Les lois ont été durcies : les peines d'emprisonnement pour viol ont
été doublées et le gouvernement conservateur et nationaliste de Narendra
Modi, arrivé au pouvoir en 2014, a promis une politique de "tolérance zéro"
pour les violences faites aux femmes. Mais la réalité demeure que ces
violences se sont poursuivies et même la cour Suprême admet que les
changements législatifs opérés ces dernières années n'ont finalement
rien changé : une femme est violée toutes les 40 secondes en moyenne,
faisant de l'Inde le pays le plus dangereux au monde pour les femmes.
Quant à la bataille contre le viol et la tolérance zéro prônée par le
gouvernement Modi, force est de constater qu'on est encore très loin du
compte. L'Inde a toujours l'une des plus faibles proportions de
condamnations pour viol au monde : 0,3% en 2018 ! Selon les chiffres du
National Crime Records Bureau, il y a eu cette année-là 156 327 procès
pour viol dans le pays et seules 4 708 affaires ont abouti à des
condamnations, contre 11 133 acquittements et 1472 non-lieux. Le solde,
soit plus de 133 000 affaires, est toujours en cours.

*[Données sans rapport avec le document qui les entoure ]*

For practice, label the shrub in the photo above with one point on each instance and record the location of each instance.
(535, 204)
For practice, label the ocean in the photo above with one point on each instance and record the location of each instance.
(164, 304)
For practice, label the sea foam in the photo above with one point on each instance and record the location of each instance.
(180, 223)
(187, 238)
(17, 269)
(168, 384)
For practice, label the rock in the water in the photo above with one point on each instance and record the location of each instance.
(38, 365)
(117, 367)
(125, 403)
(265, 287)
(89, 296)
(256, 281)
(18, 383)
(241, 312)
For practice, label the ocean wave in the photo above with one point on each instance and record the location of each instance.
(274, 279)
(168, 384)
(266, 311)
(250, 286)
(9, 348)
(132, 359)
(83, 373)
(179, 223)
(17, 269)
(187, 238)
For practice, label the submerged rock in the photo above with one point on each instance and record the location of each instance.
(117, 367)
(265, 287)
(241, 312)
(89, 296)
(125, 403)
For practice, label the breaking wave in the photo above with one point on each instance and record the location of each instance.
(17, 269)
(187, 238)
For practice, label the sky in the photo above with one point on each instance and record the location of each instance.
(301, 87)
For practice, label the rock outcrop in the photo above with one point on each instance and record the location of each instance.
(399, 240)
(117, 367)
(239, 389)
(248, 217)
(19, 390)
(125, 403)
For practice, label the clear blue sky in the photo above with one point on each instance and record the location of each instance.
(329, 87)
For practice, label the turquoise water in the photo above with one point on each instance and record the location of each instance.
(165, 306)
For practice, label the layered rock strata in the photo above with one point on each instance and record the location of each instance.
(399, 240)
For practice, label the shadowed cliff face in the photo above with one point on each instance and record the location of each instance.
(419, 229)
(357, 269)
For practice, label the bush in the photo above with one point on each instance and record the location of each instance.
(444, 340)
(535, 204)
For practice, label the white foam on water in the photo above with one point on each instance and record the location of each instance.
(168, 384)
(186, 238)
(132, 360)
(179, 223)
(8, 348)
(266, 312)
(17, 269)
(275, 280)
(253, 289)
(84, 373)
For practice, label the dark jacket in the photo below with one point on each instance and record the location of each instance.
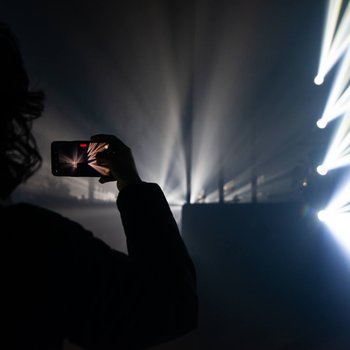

En Chine, des décisions de justice défavorables aux femmes
En 2016, le gouvernement édictait un nouveau texte de loi incriminant
les violences faites aux femmes dans le cadre domestique. Sur le papier
c’est une avancée ; dans la réalité la loi n’est guère appliquée, et
quatre ans après, il demeure par exemple extrêmement rare qu’une cour de
justice ordonne la moindre injonction d’éloignement du domicile
conjugal pour les époux condamnés pour violences.
Parallèlement, le gouvernement a dénoncé et fait fermer la plupart
des associations féministes ou d’aide aux femmes, notamment celles qui
concentraient leurs efforts sur les victimes de violences conjugales.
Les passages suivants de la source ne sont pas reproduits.